6,14-Endoethenotetrahydrooripavine: parent molecule from which all Bentley's are made

[blowpipe]

It is a broad interpretation but it has appeared in the Federal Register many times. Technically it would have to be litigated by a court but courts generally grant federal agencies wide latitude to interpret statutory language.

In your example, how would they prove the CO2 was derived from thebaine? Apomorphine, which is derived from morphine, is a much better example. Apomorphine was listed as a schedule II morphine derivative until 1976 when it was explicitly removed from control.

http://www.ncbi.nlm.nih.gov/pubmed/23949903

My example was a bit of an extreme one, but what I was trying to say is that in 1 instance you can take a controlled substance, say thebaine, and obliterate it, producing nothing of use (for example CO2); in another instance you can take something really simple and unrelated, say benzene, and produce a "thebaine derivative", which itself is not illegal, in a number of steps (which can be unreasonably big) without actually starting from, using or having thebaine as an intermediate. So according to the logic I understand that the first product (CO2) would be illegal, while the second product would be legal, since it never involved a controlled substance.

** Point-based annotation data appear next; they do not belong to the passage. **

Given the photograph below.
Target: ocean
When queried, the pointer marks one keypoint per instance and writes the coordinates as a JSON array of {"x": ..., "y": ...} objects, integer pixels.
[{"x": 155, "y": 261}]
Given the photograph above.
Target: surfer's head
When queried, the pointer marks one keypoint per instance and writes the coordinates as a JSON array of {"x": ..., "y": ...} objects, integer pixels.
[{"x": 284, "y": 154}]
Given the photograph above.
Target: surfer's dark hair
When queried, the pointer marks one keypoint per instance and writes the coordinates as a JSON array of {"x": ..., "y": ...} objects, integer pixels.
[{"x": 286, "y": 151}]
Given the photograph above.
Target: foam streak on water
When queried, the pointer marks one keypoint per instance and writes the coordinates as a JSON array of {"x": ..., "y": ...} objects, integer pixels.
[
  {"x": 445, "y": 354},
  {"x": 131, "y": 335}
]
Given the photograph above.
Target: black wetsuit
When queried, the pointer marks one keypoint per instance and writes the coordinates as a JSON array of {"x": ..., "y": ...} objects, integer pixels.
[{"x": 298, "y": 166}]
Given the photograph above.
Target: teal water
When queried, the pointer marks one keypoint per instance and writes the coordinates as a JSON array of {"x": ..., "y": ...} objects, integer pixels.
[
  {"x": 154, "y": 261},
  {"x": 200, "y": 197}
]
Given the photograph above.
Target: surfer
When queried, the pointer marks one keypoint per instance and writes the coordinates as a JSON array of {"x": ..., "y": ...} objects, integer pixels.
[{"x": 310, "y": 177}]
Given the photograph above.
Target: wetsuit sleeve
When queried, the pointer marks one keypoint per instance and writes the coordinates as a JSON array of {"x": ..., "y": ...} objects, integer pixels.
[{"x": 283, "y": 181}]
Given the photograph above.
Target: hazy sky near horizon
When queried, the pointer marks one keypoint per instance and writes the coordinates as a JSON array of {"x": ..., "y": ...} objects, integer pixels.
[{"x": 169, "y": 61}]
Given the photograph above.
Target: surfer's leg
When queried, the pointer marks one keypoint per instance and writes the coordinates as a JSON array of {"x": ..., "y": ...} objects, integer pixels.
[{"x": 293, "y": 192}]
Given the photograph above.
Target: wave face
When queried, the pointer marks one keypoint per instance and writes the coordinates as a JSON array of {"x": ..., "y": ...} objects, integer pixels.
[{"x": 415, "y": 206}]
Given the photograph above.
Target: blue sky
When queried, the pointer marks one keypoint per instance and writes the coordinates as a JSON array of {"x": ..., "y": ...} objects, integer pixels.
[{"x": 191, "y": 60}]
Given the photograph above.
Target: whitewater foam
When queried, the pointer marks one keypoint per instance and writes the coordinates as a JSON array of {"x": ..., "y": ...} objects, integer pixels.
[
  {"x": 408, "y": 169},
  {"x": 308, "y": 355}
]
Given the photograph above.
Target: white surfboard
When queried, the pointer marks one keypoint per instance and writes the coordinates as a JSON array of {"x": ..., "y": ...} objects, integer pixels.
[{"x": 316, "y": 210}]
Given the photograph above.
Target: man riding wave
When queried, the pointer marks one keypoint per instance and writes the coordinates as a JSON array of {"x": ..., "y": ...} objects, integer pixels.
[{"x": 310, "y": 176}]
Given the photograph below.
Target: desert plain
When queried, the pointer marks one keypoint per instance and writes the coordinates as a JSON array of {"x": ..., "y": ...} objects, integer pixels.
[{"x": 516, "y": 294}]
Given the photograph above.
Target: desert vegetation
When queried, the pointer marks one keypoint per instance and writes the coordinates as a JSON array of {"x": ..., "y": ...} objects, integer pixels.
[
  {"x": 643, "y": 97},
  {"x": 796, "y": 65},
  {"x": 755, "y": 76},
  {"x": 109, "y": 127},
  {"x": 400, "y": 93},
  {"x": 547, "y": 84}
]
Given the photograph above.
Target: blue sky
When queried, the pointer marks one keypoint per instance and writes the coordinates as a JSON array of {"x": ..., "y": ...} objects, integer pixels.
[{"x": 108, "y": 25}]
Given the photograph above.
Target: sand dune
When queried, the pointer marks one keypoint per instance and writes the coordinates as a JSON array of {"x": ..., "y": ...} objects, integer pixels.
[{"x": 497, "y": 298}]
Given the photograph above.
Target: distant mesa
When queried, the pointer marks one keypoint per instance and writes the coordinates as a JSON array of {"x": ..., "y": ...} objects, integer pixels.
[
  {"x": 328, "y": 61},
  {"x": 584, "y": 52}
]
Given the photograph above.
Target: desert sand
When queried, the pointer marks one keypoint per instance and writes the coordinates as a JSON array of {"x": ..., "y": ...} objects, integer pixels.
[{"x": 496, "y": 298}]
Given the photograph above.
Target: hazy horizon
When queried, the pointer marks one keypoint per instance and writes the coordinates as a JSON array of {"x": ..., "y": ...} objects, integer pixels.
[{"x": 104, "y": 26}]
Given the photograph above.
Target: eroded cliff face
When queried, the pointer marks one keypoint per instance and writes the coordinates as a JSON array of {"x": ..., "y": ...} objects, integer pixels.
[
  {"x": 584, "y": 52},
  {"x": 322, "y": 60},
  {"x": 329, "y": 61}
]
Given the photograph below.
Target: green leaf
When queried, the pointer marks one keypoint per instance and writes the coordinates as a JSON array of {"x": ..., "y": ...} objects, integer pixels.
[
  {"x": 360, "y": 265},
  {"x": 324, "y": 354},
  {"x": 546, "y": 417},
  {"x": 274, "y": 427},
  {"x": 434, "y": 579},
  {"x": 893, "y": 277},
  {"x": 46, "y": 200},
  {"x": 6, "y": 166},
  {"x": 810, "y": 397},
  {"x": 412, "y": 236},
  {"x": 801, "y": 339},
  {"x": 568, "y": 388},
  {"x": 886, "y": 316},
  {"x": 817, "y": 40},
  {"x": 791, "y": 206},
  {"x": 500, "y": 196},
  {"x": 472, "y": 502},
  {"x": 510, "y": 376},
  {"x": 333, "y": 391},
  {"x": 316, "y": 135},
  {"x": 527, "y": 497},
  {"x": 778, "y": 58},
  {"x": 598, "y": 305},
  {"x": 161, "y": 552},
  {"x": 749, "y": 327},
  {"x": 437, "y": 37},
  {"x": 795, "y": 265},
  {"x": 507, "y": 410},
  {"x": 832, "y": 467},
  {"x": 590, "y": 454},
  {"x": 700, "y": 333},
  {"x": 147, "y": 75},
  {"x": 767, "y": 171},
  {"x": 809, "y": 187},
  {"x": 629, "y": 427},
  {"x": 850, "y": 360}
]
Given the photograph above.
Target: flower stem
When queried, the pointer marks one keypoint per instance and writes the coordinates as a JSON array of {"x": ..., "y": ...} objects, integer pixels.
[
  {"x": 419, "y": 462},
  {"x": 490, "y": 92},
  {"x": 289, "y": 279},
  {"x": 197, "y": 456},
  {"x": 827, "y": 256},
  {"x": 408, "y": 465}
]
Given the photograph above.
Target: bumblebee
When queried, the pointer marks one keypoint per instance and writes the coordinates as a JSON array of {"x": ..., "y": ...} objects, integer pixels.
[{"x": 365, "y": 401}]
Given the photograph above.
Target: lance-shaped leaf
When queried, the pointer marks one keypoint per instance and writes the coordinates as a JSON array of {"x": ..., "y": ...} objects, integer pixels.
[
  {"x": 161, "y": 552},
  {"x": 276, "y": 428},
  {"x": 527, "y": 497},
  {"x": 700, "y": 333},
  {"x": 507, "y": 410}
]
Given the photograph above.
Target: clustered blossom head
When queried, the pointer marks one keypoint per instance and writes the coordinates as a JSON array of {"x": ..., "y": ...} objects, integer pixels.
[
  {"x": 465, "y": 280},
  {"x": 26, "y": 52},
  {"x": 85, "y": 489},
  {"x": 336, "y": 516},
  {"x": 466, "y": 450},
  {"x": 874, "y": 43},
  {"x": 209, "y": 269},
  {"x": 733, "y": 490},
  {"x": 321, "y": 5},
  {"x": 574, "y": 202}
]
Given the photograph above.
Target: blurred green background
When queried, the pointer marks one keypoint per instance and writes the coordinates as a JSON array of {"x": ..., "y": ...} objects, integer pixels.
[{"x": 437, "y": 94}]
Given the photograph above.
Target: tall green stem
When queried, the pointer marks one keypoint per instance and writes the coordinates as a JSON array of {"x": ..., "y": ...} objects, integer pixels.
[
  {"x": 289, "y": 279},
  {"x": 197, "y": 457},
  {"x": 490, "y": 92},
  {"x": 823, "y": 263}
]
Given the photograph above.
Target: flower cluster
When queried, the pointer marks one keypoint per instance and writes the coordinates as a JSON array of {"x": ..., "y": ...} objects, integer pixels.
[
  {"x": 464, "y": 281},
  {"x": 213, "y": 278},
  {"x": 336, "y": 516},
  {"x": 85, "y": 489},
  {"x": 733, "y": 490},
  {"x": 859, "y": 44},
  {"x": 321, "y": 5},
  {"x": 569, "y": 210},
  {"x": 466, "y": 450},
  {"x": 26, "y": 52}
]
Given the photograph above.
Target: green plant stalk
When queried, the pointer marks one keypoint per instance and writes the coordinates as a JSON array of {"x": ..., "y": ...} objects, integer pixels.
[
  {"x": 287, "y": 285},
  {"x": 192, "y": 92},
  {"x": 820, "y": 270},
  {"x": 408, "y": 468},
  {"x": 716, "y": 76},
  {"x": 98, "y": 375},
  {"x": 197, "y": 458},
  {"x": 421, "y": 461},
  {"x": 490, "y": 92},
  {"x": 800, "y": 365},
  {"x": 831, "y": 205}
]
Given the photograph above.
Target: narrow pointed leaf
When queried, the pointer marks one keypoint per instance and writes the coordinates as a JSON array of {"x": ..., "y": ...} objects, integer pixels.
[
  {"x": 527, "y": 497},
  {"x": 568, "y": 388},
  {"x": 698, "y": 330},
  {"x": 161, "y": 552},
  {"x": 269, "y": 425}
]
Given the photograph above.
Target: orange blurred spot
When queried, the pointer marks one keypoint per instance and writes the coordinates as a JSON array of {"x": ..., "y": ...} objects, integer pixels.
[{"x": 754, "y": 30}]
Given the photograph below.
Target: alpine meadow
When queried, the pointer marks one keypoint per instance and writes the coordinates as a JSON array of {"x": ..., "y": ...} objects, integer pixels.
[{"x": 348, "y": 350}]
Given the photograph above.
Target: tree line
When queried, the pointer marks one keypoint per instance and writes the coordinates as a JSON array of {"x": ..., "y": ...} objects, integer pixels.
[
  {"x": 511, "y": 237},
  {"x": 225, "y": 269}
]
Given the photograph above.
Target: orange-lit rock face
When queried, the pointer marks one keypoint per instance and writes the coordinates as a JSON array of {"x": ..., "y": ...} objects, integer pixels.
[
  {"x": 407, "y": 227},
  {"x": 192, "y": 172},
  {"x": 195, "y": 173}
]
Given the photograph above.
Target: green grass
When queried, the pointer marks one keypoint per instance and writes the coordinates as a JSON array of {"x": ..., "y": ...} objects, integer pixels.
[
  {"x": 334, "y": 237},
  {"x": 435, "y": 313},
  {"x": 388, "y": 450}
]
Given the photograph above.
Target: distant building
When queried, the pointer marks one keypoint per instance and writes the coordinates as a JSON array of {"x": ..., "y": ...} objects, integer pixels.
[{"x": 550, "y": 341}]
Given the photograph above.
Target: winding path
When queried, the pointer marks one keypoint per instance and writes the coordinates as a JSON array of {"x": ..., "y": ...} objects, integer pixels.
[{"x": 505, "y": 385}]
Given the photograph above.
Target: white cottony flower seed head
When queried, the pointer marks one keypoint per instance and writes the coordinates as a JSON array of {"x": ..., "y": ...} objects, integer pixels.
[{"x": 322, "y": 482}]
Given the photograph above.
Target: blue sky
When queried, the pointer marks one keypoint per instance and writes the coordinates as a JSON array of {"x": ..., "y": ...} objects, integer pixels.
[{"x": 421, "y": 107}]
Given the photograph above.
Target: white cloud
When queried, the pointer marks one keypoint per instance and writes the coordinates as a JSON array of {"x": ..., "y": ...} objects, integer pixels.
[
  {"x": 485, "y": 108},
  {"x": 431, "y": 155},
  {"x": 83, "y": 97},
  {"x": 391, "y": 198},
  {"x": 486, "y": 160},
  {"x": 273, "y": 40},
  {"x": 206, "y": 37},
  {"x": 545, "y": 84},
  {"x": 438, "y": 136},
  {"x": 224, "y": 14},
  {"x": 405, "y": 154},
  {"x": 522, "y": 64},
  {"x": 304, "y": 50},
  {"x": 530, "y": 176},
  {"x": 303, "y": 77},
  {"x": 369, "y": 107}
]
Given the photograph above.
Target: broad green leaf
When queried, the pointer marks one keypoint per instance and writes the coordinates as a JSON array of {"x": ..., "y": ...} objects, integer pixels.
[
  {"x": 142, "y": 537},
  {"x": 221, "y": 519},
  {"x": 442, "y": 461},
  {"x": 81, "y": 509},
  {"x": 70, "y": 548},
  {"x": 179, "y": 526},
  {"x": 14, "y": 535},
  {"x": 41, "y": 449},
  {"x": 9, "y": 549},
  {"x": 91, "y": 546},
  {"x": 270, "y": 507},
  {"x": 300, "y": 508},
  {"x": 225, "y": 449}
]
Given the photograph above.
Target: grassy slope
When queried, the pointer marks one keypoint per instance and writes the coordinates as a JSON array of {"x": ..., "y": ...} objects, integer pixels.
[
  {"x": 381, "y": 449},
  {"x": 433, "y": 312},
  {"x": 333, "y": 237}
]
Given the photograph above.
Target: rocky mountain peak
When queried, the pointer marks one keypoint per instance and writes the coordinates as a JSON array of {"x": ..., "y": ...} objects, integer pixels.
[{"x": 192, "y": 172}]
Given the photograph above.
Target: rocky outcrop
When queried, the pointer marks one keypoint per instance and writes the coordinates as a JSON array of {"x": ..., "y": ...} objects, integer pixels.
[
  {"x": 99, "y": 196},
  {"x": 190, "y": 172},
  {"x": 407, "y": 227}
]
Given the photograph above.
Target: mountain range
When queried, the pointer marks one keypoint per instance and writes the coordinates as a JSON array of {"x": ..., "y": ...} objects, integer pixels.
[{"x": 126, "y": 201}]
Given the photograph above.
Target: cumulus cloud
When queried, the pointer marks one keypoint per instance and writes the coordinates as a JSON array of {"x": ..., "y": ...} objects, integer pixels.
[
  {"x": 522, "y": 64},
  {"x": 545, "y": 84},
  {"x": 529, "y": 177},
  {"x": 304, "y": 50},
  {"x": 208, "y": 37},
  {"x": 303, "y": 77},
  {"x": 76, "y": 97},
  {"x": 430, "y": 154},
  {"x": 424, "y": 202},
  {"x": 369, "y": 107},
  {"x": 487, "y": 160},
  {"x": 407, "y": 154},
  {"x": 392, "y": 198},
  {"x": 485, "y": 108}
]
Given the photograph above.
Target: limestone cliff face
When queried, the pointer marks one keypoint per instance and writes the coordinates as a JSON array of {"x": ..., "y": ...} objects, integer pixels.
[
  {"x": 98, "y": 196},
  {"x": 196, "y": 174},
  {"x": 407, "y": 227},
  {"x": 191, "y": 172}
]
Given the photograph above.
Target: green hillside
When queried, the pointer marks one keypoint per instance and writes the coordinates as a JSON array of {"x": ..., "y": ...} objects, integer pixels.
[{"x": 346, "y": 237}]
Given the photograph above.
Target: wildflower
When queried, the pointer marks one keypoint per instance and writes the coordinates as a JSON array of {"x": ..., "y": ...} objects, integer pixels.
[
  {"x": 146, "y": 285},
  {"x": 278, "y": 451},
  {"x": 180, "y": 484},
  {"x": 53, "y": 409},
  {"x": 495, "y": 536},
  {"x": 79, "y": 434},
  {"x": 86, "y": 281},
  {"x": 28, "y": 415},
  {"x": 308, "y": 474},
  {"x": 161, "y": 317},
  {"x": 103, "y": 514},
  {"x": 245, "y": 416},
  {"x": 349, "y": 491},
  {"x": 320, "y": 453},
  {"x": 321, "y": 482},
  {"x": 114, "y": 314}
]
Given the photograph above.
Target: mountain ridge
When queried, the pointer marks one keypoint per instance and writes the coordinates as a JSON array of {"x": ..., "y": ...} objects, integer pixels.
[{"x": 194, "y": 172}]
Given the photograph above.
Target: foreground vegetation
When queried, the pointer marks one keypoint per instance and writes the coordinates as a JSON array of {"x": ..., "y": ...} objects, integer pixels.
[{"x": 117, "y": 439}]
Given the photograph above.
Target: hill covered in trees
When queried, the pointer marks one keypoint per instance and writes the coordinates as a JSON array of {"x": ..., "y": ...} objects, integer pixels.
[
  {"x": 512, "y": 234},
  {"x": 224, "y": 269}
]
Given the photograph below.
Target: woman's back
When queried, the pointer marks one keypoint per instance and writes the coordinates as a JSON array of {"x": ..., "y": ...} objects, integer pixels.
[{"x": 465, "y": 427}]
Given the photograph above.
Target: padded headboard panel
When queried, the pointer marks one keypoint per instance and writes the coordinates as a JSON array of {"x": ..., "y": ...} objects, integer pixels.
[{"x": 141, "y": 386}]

If, as they say, the number of steps is irrelevant, then it can really get out of hand, which I'm sure you can see. Laws need to be strict and clear, there should be no room left for interpretation. Theoretically any known substance can be converted into any known/unknown stable substance in a finite number of reactions, so saying that "number of steps is irrelevant" and "all derivatives of controlled substances are also illegal" means that basically they've given themselves the freedom to name any substance illegal/controlled, as it theoretically can be derived from a controlled one.

 

[serotonin2A]

My example was a bit of an extreme one, but what I was trying to say is that in 1 instance you can take a controlled substance, say thebaine, and obliterate it, producing nothing of use (for example CO2); in another instance you can take something really simple and unrelated, say benzene, and produce a "thebaine derivative", which itself is not illegal, in a number of steps (which can be unreasonably big) without actually starting from, using or having thebaine as an intermediate. So according to the logic I understand that the first product (CO2) would be illegal, while the second product would be legal, since it never involved a controlled substance.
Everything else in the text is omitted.